Лётчик (вяло): "Я понятия не имею, что у меня будет за жена..." У Брехта здесь ремарка, что произносит он это громко и шутливо. Он же не экзамен невесте устраивает, он изображает экзамен перед гостями с Жёлтой улицы, тянет время... Ясно, в этой сцене переиграть лучше, чем недоиграть. Но Володя в тот день не в форме. И тогда кроткая обычно Шен Те Славиной начинает лукавить! Начинает подначивать, подзадоривать жениха. Текст тот же, брехтовский, с точно расставленными "да" и "нет", но подает их Зина по-иному. И в Володе просыпается интерес, он подхватывает игру, втягивается в неё, и в финальном зонге картины это уже Высоцкий! И сам завёлся, и других заводит. И спектакль выстраивается, входит в свой естественный, заданный режиссурой и Брехтом острый и точный ритм. И подчиняет публику, в массе отнюдь не свою, и заставляет и думать, и чувствовать, и со-чувствовать.
И сделала это Зинаида - нервная первая скрипка блистательного таганского ансамбля, добрый человек с по-человечьи небесконечнымн возможностями, но с бесконечной самоотдачей, самосожжением.
Часто мне бывает за неё страшно.
Участников спектакля "Добрый человек из Сезуана", работавших в нём ещё на Арбате и улице Вахтангова, осталось всего девять. Или после смерти Колокольникова уже восемь? В театре их называют сезуановцами.
Сцена из "Гамлета", в которой и неодушевленный занавес стал - Действующим лицом!
Действующие лица
Тогда - зимой 1963-1964 года - "Доброго человека..." смогли посмотреть сравнительно немногие. Но событием или, если хотите, гвоздём театрального сезона он стал. Московская публика впервые почувствовала по-настоящему, что это за взрывоопасная штука - Брехт, хотя и до того были, конечно, брехтовские пьесы на московской сцене, да и "Берлинер Ансамбль" к нам приезжал.
Но языковый ли барьер, другие ли причины, а что-то метало ощутить задиристо-просветлённую, простую и сложную одновременно, бунтарскую брехтовскую мысль, неординарную его политичность и остроту.
"Добрый человек..." стал открытием не только режиссёра Ю.П.Любимова и актрисы З.А.Славиной. Он стал и открытием Б.Брехта. Для многих, для меня в том числе.
Спектакль "имел прессу", преимущественно доброжелательную. Константин Симонов рассказал о нём кратко в "Правде" ещё в конце 1963 года. "Доброго..." в то время играли на маленькой студийной сцене и изредка в Вахтанговском театре. Шёл он триумфально при неизменно переполненном зале.
На один из таких спектаклей попали несколько физиков из Дубны, в том числе чрезвычайно заводной Георгий Николаевич Флёров, тогда ещё не академик, но человек достаточно знаменитый.
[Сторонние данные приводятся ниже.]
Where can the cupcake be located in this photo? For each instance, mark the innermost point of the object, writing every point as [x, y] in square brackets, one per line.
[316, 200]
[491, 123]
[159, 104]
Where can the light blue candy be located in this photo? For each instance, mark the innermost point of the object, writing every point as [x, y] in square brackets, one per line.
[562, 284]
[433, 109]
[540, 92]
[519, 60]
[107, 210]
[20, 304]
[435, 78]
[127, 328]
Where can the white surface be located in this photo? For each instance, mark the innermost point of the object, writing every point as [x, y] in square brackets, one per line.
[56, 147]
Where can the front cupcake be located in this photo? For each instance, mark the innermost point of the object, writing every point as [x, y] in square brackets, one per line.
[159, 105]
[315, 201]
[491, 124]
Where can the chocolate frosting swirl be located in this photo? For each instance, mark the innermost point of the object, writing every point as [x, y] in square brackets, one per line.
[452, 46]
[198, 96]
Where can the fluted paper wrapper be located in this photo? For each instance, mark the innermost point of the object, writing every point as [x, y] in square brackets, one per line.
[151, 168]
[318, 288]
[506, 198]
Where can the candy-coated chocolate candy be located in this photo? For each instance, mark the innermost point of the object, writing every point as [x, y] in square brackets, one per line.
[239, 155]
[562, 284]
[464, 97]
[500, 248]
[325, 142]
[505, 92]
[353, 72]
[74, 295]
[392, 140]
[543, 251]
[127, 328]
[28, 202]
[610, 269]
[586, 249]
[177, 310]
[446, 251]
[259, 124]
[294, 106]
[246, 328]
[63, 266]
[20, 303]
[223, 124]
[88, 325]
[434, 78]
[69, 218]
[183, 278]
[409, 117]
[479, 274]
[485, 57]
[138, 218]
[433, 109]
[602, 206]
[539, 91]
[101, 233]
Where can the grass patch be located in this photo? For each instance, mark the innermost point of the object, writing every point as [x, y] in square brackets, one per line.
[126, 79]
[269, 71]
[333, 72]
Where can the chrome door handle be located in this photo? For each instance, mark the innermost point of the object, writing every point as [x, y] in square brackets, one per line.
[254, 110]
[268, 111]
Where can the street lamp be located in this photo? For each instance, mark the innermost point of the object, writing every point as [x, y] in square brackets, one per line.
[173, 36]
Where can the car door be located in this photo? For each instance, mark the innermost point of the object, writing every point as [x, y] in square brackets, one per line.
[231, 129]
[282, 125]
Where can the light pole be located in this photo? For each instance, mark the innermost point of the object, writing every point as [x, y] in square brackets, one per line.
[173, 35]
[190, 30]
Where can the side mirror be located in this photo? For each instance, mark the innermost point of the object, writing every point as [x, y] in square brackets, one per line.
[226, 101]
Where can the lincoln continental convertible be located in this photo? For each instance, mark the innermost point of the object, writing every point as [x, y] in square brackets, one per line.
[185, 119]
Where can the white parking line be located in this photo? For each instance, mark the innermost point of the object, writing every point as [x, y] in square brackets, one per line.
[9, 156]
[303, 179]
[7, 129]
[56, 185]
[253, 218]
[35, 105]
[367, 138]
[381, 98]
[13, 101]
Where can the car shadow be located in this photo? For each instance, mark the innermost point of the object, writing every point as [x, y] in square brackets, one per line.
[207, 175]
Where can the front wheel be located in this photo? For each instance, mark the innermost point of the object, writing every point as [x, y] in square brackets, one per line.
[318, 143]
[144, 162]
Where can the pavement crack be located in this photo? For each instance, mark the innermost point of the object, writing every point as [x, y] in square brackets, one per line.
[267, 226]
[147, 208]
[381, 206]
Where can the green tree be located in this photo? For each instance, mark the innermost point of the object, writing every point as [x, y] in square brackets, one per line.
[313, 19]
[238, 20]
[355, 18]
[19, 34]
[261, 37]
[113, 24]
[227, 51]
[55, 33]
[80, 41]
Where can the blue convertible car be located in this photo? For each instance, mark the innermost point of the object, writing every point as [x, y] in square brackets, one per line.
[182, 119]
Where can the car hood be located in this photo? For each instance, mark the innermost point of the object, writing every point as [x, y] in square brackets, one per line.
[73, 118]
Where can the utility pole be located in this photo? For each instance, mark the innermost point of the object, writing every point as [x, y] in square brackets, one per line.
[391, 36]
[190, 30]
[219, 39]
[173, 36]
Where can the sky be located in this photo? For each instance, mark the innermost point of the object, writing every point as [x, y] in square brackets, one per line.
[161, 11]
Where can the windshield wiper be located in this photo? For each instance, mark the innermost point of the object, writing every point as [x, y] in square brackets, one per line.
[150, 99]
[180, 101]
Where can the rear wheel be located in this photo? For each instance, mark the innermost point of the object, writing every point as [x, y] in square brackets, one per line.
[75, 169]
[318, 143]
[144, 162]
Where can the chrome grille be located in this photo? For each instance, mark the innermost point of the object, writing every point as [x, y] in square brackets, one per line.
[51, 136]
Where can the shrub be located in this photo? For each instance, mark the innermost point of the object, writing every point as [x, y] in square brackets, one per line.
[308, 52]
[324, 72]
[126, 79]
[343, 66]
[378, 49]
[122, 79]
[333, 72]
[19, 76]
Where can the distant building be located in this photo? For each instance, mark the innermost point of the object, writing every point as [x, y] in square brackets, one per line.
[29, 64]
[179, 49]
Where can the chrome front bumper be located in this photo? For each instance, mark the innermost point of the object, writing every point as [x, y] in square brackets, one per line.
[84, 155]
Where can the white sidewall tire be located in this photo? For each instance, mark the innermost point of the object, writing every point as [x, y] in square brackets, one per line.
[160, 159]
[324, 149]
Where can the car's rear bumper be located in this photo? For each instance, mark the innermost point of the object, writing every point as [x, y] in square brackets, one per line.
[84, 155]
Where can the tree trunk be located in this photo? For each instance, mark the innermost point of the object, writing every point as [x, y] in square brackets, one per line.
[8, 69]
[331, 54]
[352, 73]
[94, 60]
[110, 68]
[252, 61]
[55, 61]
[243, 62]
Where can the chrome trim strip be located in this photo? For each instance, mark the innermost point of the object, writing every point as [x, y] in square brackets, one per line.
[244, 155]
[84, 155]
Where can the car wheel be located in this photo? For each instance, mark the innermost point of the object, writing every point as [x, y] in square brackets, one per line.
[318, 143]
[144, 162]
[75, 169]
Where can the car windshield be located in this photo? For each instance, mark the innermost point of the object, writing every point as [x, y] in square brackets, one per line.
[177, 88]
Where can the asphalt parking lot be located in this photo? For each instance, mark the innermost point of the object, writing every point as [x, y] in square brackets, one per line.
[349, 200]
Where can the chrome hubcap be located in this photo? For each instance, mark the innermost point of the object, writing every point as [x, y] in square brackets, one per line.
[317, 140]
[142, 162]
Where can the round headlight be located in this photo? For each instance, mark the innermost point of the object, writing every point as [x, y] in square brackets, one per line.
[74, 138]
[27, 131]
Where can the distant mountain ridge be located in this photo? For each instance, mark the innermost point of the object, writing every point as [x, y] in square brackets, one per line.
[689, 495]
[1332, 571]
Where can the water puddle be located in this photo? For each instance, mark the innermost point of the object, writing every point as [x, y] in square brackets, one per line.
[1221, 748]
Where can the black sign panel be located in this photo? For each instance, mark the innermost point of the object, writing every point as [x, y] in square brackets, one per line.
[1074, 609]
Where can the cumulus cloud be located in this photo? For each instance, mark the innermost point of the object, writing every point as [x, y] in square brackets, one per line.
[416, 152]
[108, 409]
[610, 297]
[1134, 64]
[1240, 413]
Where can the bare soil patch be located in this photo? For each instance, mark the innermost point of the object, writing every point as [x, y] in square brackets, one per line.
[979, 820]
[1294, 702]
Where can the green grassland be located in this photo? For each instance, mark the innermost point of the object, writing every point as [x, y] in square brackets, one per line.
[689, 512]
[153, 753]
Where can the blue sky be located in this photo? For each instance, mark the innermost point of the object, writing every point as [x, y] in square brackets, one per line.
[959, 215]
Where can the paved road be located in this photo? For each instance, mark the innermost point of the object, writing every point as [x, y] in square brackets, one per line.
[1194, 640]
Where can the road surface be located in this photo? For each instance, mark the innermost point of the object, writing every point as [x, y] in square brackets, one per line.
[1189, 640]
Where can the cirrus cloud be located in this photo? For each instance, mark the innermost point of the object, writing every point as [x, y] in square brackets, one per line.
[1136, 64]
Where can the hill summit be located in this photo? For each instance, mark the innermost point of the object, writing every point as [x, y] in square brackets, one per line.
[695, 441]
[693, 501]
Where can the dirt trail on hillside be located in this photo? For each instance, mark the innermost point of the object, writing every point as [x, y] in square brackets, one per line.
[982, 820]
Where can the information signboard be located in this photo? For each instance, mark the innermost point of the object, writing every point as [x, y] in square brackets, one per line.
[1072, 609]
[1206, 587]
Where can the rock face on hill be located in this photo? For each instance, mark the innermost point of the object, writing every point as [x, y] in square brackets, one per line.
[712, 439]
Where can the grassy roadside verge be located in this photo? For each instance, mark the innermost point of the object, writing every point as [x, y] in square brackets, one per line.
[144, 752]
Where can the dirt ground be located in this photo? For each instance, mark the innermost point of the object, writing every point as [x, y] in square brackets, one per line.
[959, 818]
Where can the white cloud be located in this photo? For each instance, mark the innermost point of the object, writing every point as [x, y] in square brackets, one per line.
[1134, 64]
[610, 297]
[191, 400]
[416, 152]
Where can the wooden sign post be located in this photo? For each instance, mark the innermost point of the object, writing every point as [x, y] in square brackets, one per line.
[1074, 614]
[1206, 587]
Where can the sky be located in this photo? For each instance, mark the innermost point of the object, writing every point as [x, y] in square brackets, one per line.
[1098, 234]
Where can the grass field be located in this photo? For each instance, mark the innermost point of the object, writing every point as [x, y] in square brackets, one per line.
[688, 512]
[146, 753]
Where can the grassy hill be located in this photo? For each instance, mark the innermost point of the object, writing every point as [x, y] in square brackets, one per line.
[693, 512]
Читающая публика знала, что он - один из первооткрывателей спонтанного (самопроизвольного) деления атомных ядер, что у себя в Дубне он вместе с сотрудниками пытается "удлинить Менделеевскую таблицу", получив физическими методами новые химические элементы. Но мало кто знал в то время (впервые в открытой литературе об этом рассказано в книге И.Головина "Курчатов", вышедшей в 1967 году), что лейтенант Г.Флёров в мае 1942 года осмелился послать Сталину письмо, в котором доказывал необходимость делать собственную атомную бомбу, а позже экспериментально определял критическую массу плутония...
К концу 50-х годов от оборонной тематики Флёров отошёл (или его "отошли") и с 1960 года обосновался в Дубне. Невоздержанный на язык, резкий в суждениях, "одержимый", но словам Головина, неукротимый Флёров всегда прекрасно владел "великим искусством наживать себе врагов". Но и привязывать к себе он тоже умел. Неутомимостью, разносторонностью интересов, острым умом, фантазией, смелостью. Вот этот человек вместе с молодыми сотрудниками и оказался той зимой на спектакле студентов-щукинцсв. После спектакля физики пришли к лирикам -за кулисы. Вот тогда и началась дружба Дубны с будущей Таганкой.